Apollo Global Management, the New York-based alternative asset manager, has inked the largest private equity real estate deal in the Philippines to date with the sale of five office buildings in the Bonifacio Global City business district of Manila.
Apollo confirmed to PERE that it has entered into contract with SM Investment Corporation, a local conglomerate best known for large retail malls. However, the firm declined to comment on any further details.
On a positive note for the Philippine real estate market, this deal is understood to have had a hotly contested bidding process, with an initial 20 interested bidders and a short-list of five, including several international private equity firms and reportedly domestic conglomerate Ayala Corporation.
The size of the deal was not disclosed, but it is understood that the firm originally bought the offices for approximately $100 million, and this exit would give Apollo better than value-added returns. Indeed, according to one of the underbidders, the exit could generate a 2x equity multiple for the fund.
The five office buildings, with a combined floor area of 1.6 million square feet, were built and mostly leased by the time Apollo took control of the assets in 2010. Today, they generate an annual net income of more than PHP1 billion (€17 million; $23 million). According to Philippines market experts, Bonifacio is primed to be the country’s second central business district in Manila, with occupational demand primarily coming from outsourcing requirements.
Once this deal is closed, Apollo will have no further assets in the Philippines. It inherited the offices through its acquisition of Citi Property Investors (CPI), as part of a $3.6 billion portfolio held in three opportunistic real estate funds, including a $1.29 billion pan-Asia fund.
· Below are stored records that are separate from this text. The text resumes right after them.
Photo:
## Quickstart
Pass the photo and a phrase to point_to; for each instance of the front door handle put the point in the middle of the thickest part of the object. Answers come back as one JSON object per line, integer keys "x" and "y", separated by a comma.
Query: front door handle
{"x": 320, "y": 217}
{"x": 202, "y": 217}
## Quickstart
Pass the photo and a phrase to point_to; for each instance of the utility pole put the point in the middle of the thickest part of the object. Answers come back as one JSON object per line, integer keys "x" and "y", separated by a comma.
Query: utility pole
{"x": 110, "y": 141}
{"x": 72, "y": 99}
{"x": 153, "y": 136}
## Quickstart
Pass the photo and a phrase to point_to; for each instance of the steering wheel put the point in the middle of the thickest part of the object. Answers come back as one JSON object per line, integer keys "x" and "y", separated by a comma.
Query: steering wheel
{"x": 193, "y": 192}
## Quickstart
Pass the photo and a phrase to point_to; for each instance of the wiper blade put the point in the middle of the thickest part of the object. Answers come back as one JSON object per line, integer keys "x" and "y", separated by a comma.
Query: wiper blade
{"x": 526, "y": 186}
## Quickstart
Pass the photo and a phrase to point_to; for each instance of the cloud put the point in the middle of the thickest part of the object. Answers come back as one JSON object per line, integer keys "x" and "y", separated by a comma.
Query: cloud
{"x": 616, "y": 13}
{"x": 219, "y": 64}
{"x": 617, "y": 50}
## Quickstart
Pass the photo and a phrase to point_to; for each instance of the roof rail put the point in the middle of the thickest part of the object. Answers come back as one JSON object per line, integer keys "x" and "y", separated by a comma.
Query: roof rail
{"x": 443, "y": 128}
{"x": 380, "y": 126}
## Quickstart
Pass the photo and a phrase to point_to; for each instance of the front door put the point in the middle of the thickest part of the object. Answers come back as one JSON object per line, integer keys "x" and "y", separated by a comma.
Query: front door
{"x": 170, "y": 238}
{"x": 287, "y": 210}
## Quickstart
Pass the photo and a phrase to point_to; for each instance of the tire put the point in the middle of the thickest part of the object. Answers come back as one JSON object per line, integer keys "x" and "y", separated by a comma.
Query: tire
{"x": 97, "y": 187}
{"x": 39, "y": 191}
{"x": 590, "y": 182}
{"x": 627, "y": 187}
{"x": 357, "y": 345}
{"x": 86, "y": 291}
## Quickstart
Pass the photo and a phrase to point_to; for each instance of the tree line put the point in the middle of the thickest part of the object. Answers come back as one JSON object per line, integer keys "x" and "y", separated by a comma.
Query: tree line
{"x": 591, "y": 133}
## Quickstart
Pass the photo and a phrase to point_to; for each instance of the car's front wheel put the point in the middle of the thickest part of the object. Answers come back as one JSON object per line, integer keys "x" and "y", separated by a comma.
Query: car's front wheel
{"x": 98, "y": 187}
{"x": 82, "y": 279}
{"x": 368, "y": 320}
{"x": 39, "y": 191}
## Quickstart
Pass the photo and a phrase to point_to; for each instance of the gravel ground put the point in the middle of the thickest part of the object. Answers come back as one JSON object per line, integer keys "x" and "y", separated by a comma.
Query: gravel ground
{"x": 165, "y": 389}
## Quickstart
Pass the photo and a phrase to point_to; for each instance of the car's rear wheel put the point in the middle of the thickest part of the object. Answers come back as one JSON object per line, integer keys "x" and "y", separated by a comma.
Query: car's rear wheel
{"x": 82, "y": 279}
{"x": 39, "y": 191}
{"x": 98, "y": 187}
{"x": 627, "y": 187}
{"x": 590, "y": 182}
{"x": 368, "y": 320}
Once the sale of the offices is completed, the fund is understood to have only nine investments left.
With over $113 billion assets under management globally across all its platforms, Apollo’s global real estate platform had grown to approximately $8.1 billion as of last year. Currently, most of those assets are understood to be in North America and Europe, with Asia taking up less than $1 billion of its real estate portfolio.